The problem with the 99% claim isn’t just that it’s a misrepresentation of actual statistics; another issue is that it characterizes MFA as some sort of “super tool” – “the answer to all your security problems…or 99% of them at least.”
And this is precisely how you want your clients not thinking about cybersecurity. If they assume one tool or method will do all the work for them, they may not exercise proper vigilance or consistently employ best practices, creating vulnerabilities that experienced threat actors can easily exploit.
The lessons here have all been pretty simple. Tell your clients the truth – about MFA, and everything else, too. They can handle it. They can even handle the hard truths about MFA, like…
MFA isn’t infallible
It’s highly effective, but not a complete (or anywhere near complete) defense against cybercrime. But don’t tell your clients just this; also highlight specific ways that threat actors can bypass MFA:
- Prompt Bombing
- Social Engineering, etc.
MFA creates inconvenience
While some MFA solutions are more user-friendly than others (we’re particularly proud of our ID 20/20 software for offering a seamless user verification process), there’s no such thing as an MFA solution that creates zero inconvenience. It’s an extra step by definition – no reason to pretend it isn’t.
MFA is necessary
Perhaps the hardest and most important truth of them all. MFA won’t solve all your security problems, but you still need it. If you’re looking for a clear analogy to help illustrate this point, talk about seatbelts: people need to wear seatbelts – or really should, at least – but that doesn’t mean seatbelts offer complete protection in traffic, or that you don’t need to do other things to stay safe on the road, like pay attention, follow traffic rules, go the speed limit, etc. Using MFA is like wearing a seatbelt.

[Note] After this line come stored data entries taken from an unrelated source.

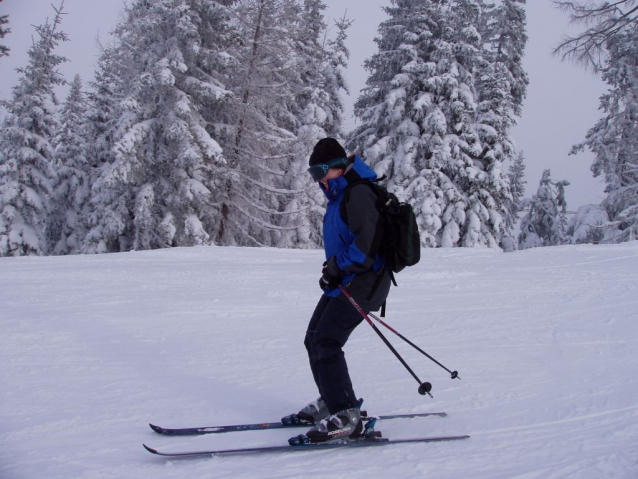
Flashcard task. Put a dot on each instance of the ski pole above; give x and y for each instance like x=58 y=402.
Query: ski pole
x=455 y=374
x=424 y=387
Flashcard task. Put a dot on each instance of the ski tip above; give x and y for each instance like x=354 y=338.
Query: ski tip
x=150 y=449
x=155 y=428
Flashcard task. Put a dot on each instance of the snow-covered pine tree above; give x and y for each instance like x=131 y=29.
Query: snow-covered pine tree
x=502 y=86
x=419 y=121
x=545 y=222
x=26 y=146
x=614 y=139
x=257 y=191
x=71 y=189
x=4 y=20
x=517 y=183
x=401 y=125
x=505 y=35
x=322 y=61
x=158 y=189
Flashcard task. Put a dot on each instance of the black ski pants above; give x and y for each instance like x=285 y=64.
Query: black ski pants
x=330 y=327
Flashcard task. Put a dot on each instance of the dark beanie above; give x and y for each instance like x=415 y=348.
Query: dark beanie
x=325 y=150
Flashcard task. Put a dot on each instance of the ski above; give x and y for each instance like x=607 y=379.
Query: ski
x=363 y=442
x=196 y=431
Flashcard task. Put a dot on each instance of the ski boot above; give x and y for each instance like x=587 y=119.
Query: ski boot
x=310 y=414
x=345 y=424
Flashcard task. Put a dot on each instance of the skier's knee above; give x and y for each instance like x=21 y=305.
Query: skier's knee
x=328 y=351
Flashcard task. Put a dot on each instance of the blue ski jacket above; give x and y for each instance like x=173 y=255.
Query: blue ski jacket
x=352 y=248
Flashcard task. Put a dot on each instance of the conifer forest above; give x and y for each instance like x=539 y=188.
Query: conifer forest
x=197 y=126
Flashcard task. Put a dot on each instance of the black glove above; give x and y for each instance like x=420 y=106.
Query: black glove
x=331 y=275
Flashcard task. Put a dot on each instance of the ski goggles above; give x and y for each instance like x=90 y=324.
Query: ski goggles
x=320 y=170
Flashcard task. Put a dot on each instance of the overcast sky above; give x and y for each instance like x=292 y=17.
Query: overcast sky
x=561 y=105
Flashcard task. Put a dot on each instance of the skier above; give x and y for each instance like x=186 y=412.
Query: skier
x=352 y=261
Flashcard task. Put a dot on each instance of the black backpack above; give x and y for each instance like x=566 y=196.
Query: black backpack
x=400 y=243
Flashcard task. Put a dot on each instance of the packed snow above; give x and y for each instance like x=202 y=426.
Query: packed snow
x=93 y=348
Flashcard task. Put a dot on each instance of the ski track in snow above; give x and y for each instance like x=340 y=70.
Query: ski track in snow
x=93 y=348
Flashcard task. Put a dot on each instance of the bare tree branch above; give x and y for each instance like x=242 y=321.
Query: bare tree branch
x=604 y=20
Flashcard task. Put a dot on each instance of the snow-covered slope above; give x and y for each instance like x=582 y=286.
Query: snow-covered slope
x=92 y=348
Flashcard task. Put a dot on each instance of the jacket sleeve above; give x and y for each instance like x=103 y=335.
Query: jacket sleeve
x=364 y=223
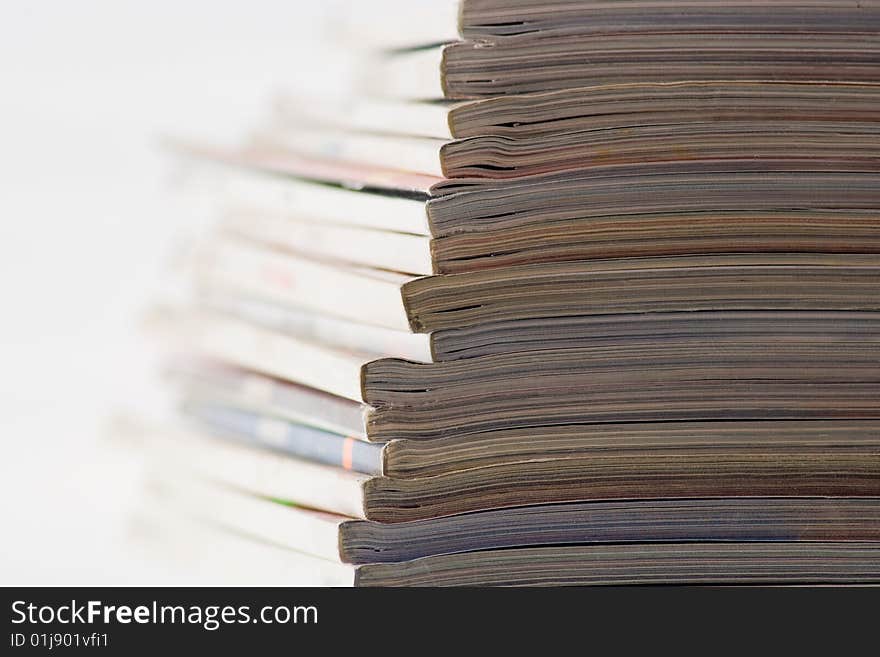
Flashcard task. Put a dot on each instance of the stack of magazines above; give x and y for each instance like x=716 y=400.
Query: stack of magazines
x=566 y=292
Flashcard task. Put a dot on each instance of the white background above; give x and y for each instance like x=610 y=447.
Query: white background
x=86 y=89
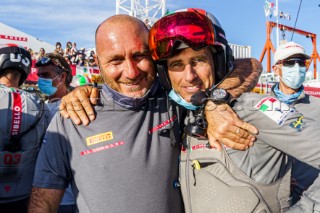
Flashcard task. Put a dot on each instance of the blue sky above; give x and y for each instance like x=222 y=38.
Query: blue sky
x=76 y=20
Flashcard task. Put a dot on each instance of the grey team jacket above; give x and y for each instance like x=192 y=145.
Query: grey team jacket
x=19 y=110
x=124 y=161
x=255 y=180
x=303 y=175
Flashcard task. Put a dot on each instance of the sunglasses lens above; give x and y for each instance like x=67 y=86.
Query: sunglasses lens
x=292 y=62
x=192 y=28
x=43 y=61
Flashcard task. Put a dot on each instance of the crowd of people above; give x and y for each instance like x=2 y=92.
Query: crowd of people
x=179 y=130
x=71 y=54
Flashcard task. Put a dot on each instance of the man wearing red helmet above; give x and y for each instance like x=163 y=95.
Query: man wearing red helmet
x=22 y=127
x=188 y=46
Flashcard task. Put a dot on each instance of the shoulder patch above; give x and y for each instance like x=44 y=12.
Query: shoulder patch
x=275 y=109
x=298 y=124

In some case, MFA is literally necessary, as it’s now common for cyber insurance companies to require MFA for cyber coverage. If this is what it takes to get your clients using MFA, so be it.
Closing Thought – Relationships Matter!
Let’s say your client gets hit with a prompt bombing attack. All night long, their cell phone buzzes and lights up with notifications: one authentication request after another. At 5 am, exhausted and annoyed, they…
Well, that depends. Does your MSP have strong relationships with clients? Do your clients like you? Do they feel comfortable picking up the phone and calling your help desk – even at 5 am?
When people say cybersecurity is about people, this is what they mean – this exact moment when your client encounters something strange and suspicious. What do they do?
If they have a strong relationship with your MSP, if they’re comfortable calling you at the drop of a hat, if they like and trust you, then…
They will call you about it first, before taking any other action.
This is just one example that shows the importance of building strong relationships with your clients – one of many. When you establish genuine relationships with clients, it not only makes things easier (like sharing hard truths about MFA); it also enhances overall security by fostering transparency and teamwork.
Communication, collaboration, cooperation. Even with the latest AI-fueled innovations, these remain the most powerful security tools at our disposal.
But how do you build strong MSP-client relationships?
Lots of ways – but this blog post has focused on a particularly important aspect of building strong relationships: telling the truth! It’s not always easy, but if you’re consistently transparent with clients, they will come to appreciate your honesty and trust you. And when that happens, they will be much quicker to accept a hard truth from you than an ‘easy lie’ from the MSP down the street.